Thirdly, anti-colonialism was essential for the internationalisation of the Basque cause. Basque nationalists declared themselves on many occasions ‘enemies of (…) selfish imperialism which subjects other nations to its despotic power’.[4] Basque nationalists condemned global imperialism and launched campaigns against colonial rule in occupied countries such as Morocco and Abyssinia, establishing sympathies that transcended borders.

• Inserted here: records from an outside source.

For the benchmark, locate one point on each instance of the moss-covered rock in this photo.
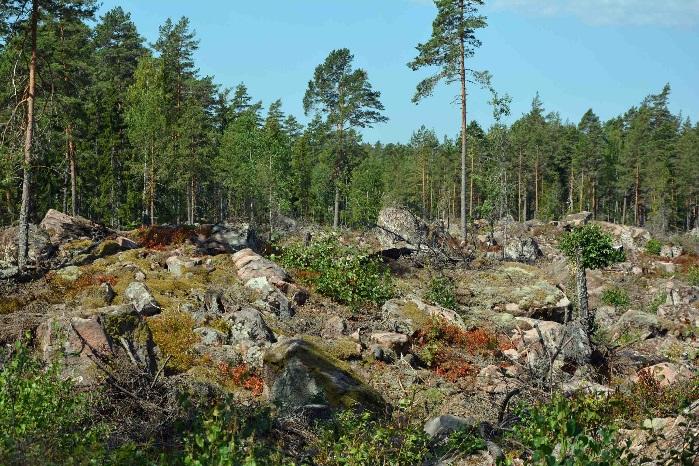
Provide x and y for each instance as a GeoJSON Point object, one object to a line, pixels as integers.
{"type": "Point", "coordinates": [299, 374]}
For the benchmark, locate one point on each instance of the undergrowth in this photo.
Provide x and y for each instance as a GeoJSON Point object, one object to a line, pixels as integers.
{"type": "Point", "coordinates": [341, 272]}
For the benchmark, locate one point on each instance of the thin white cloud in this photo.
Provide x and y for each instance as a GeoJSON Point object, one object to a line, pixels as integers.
{"type": "Point", "coordinates": [669, 13]}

On many occasions, internationalist desires had material consequences. The most illustrative example is the creation of the so-called League of the Oppressed Nations in 1924, which was to unite Euskadi, Catalonia, Egypt, the Philippines, India, Ireland and Morocco. Basque nationalists created the organisation for ‘the mutual help for the achievement of our objective: freedom’ and ‘the internationalisation of our (Basque) problems’.[5] My thesis delves into Basque anti-colonial organisations such as this, which have tended to be overlooked in the historiography.
My thesis finishes in 1939, but Basque radical anti-colonialism does not end there. The long-lasting violence campaign that the armed pro-independence group ETA carried out from the 1960s was justified on many occasions through the appropriation of anti-colonial language. Although the proliferation of Third-World anti-colonial movements during the 1950s and 1960s was crucial for the development of this language, it is most directly indebted to the anti-colonial theories developed by Basque radicals from the nineteenth century until the late 1930s. In this way, my thesis can be seen as a re-examination of the intellectual origins of one of the organisations that has most shaped recent Spanish history.

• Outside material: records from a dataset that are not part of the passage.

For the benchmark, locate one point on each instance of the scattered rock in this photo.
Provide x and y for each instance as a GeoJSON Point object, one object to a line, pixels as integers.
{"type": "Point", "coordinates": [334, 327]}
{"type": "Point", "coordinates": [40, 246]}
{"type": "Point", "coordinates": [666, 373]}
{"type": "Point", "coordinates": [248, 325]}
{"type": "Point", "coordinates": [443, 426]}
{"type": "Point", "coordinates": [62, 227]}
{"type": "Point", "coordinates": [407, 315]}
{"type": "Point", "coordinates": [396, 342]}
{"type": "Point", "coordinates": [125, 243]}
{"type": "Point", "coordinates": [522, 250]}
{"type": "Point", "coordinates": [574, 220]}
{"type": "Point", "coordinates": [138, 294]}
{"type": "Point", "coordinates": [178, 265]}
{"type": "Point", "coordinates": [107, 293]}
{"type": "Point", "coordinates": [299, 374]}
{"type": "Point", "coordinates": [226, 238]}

Maria Reyes Baztán is a final-year PhD-student at the University of Warwick. She holds an MA in Global & Comparative History from Warwick (2017) and a BA in History from Universitat de València (2016). Her PhD thesis is entitled 'anti-colonial imagination and internationalism in Basque radical nationalism (1892-1939)'.
[1] Euzkadi, 30 July 1914, Num. 542, p. 4 and Euzkadi, 10 August 1914, Num. 553, p. 1.
[2] Euskalduna, 10 March 1906, Num. 433, p. 5.
[3]K, ‘POR IRLANDA. PARA EL DIARIO EUZKADI’, Bizkaitarra, 13 May 1916, Num. 15, pp. 2-4.
[4] Jagi-Jagi, 4 April 1936, Num. 95, p. 2.
[5] Translated from the original draft of the League of the Oppressed Nations.